I am testing the uploading of files to a dataset on CKAN / datahub.io through a Java client of the API.

public String uploadFile()
        throws CKANException {

    String returned_json = this._connection.MultiPartPost("", "");

    System.out.println("r: " + returned_json);
    return returned_json;
}

and

   protected String MultiPartPost(String path, String data)
            throws CKANException {
        URL url = null;

        try {
            url = new URL(this.m_host + ":" + this.m_port + path);
        } catch (MalformedURLException mue) {
            System.err.println(mue);
            return null;
        }

        String body = "";

        HttpClient httpclient = new DefaultHttpClient();
        try {
            String fileName = "D:\\test.jpg";

            FileBody bin = new FileBody(new File(fileName),"image/jpeg");
            StringBody comment = new StringBody("Filename: " + fileName);

            MultipartEntity reqEntity = new MultipartEntity();
            reqEntity.addPart("bin", bin);
            reqEntity.addPart("comment", comment);
            HttpPost postRequest = new HttpPost("http://datahub.io/api/storage/auth/form/2013-01-24T130158/test.jpg");
            postRequest.setEntity(reqEntity);
            postRequest.setHeader("X-CKAN-API-Key", this._apikey);
            HttpResponse response = httpclient.execute(postRequest);
            int statusCode = response.getStatusLine().getStatusCode();
            System.out.println("status code: " + statusCode);

            BufferedReader br = new BufferedReader(
                    new InputStreamReader((response.getEntity().getContent())));

            String line;
            while ((line = br.readLine()) != null) {
                body += line;
            }
            System.out.println("body: " + body);
        } catch (IOException ioe) {
            System.out.println(ioe);
        } finally {
            httpclient.getConnectionManager().shutdown();
        }

        return body;
    }

2 responses I get to my POST request:

  • a 413 error ("request entity too large") when the jpeg I try to upload is 2.83 Mb. This disappears when I shrink the file to a smaller size. Is there a limit to file size uploads?

  • a 500 error ("internal server error"). This is where I am stuck. It might have to do with the fact that my dataset on datahub.io is not "datastore enabled"? (I see a disabled "Data API" button next to my resource files in the dataset, with a tooltip saying: "Data API is unavailable for this resource as DataStore is disabled"

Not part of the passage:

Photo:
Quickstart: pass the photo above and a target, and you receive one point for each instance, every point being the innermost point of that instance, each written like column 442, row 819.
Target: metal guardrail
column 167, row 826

=> is it a possible reason for this 500 error? If so, how could I enable it from the client side? (pointers to Python code would be useful!)

Thx!
PS: the dataset I am using for testing purposes: http://datahub.io/dataset/testapi


Solution

  • Only someone with access to the exception log could tell you why the 500 is occurring.

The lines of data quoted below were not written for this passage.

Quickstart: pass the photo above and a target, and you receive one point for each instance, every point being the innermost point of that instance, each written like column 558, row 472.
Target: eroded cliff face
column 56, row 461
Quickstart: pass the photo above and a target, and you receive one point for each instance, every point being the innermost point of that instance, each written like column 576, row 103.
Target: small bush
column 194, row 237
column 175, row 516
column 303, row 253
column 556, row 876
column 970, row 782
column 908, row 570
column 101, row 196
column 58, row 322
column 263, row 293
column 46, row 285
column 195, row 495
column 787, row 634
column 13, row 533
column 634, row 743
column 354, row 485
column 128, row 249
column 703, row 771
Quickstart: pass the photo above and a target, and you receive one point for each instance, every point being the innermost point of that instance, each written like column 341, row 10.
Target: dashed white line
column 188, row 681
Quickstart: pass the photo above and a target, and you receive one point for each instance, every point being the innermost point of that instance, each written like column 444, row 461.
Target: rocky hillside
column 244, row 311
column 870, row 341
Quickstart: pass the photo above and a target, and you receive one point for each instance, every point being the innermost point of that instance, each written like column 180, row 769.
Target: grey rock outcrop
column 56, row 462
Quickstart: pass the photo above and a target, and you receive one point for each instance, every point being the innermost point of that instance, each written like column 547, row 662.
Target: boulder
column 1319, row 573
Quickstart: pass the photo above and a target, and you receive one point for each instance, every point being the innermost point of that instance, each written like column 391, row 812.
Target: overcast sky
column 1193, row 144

    However, I'd check your request is the same as what you'd get from the python client that was written alongside the datastore: https://github.com/okfn/ckanclient/blob/master/ckanclient/init.py#L546

    You're sending the "bin" image buffer and "comment" file_key in your multipart request. Note the file_key must be changed for every upload, so add in a timestamp or something. And maybe you need to add in a Content-Type: for the binary.